You would not have known that just by looking at her Instagram photos. By those photos alone, you’d never guess she’s this amusing, this loquacious, and this hungry! Nor, that fashionable, to the point she could sell clothes, let alone earrings. Those posts left you with no clue that while she was having a whale of a time in Komodo Island, a business owner was hunting her down for a commitment she allegedly did not keep. Neither will you think she expects people to “chase” her for the money owed to them. You would not be able to imagine that while she was eager to monitise her follower base, she was unable to see the exigency of returning what she had to pay back. Or, that she would have the gumption to exhort that “all brands should know this: when you engage an influencer, you don’t expect them to write an amazing post about your product unless you are sure that your product is something that they like!”

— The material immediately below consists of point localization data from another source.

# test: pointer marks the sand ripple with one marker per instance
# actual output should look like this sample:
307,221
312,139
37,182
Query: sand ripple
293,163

18-05-19-10-36-05-715_deco.jpgWherever you turn to, there’s a good chance someone is looking at Instagram. Photo: Zhao Xiangji

Perhaps, what Ms Heng, once identified as a “hot bod” in The Straits Times, did not foresee was BIO’s Trixie Khong stealing her spotlight. She did not expect Ms Khong to use the very same platforms to out her (when the dispute went online, she repeatedly called it “childish”). She thought she could have it her way until she came face to Facebook with what was untenable: avoid the situation at hand. She thought the mess could be cleaned up privately via one-to-one WhatsApp messages; she did not realise that she had waited too long. She thought replying with LOLs could defuse any situation, but, since texting acronyms are no cure-all and may be seen as a digital slap-in-the-face, they only exacerbated the situation. Ms Heng has a very specific so-cute-it’s-sexy appeal that makes army boys’ knees go weak. Likely, she thought her chio-ness could continue to front her brand (“You are so pretty” is a common textual reaction to her posts) only to clash with those who believe rectitude counts more.

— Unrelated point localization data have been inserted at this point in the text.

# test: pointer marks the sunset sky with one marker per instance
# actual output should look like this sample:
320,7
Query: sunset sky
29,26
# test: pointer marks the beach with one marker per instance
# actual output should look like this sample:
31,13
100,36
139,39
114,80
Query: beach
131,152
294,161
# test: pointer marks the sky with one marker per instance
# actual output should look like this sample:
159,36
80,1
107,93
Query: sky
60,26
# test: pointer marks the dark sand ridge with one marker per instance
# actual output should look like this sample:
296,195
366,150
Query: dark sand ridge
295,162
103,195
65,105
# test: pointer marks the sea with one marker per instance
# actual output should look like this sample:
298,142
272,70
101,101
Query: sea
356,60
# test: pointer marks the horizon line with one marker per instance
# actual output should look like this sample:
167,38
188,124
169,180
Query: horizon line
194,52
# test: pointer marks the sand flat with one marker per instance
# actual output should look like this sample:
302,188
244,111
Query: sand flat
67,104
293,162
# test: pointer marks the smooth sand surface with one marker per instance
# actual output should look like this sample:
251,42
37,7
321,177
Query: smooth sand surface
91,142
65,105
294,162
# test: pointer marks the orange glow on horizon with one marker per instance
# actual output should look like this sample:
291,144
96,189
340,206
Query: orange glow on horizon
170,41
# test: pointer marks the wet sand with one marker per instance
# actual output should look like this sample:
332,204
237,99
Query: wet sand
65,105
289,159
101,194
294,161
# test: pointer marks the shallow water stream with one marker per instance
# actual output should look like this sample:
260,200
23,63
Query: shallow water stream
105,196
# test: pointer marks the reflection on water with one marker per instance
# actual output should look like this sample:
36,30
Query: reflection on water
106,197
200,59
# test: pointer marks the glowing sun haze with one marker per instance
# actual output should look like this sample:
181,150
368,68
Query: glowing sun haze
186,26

Regrettably, in the world of #mefirst social media, prettiness can take the place of propriety, cuteness can forgo decorum, ignorance can supplant knowledge. The influencer-sphere is peopled with face/body-worthy pococurantes, cavaliers, and would-be fashion designers. On top of the unceasing, this-is-my-life-but-you’ll-never-really-know appeal, Instagram encourages influencers to comport with vainglory and condense their lives into neat stamps of perfection. The grid of photos is a story board of endless fun and enjoyment. That’s the one thing about many KOLs, and quite a cliché too: they want to give you the impression that they attend the best parties, the most gainful product launches; that they rock in the coolest dress and shine in the most stunning jewellery; that they eat in the hippest hipster cafes, cavort in the most photogenic locales, and are always on the move—overseas!

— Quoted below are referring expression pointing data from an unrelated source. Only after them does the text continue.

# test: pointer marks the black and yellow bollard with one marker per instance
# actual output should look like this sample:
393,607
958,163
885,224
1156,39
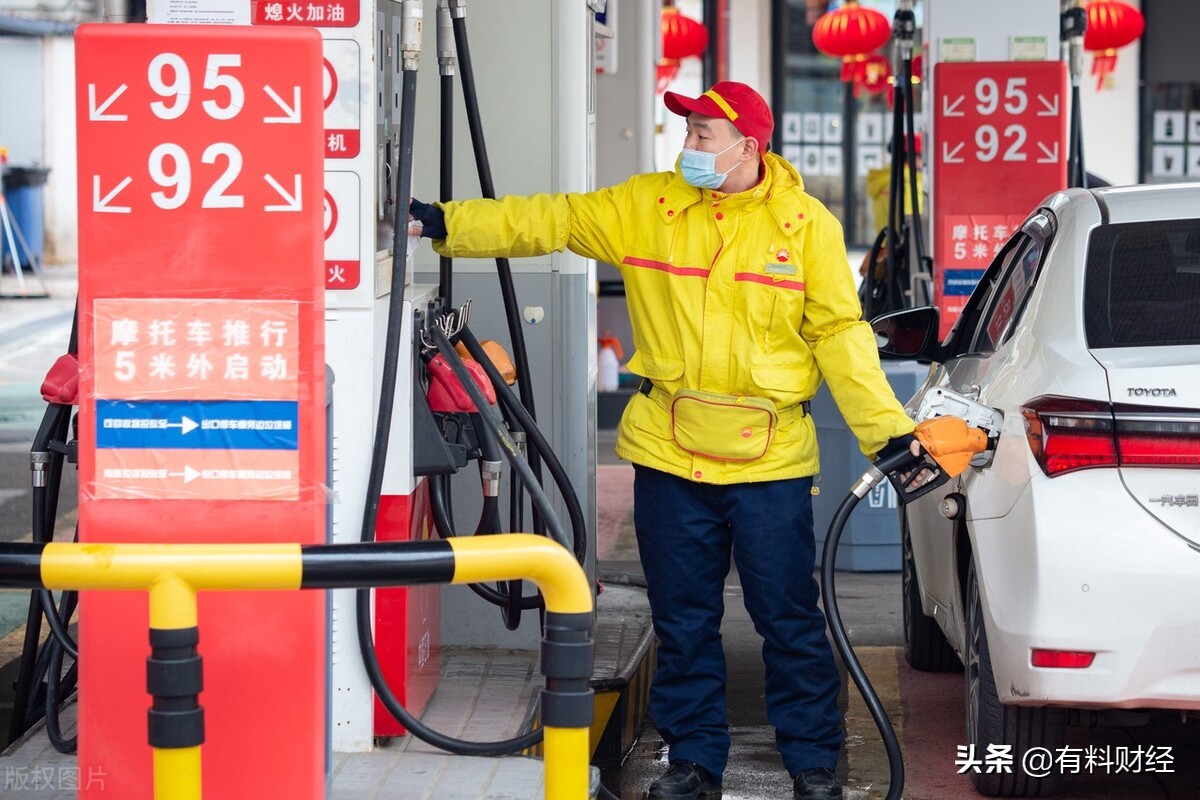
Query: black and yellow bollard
173,573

When more of the veneer cracks or wears off, will we see further decay inside?

Some of those fretful of social media’s compelling force to affect behaviour and action miss pre-digital innocence, if it existed. The past does not always inform the future. And the present is so reliably unpredictable and changeable that what comes next is anybody’s guess. Yet, the comeliest faces are preserved in the cloud as reminder that the visual selves of these influencers have a triumvirate presence: somewhere out there, in the bloggers’ reality, and in our very own. If what the digital world has to offer up till now, including the attendant apps, is habit-forming, would the bad behaviour we see online with numbing regularity become a habit for many too?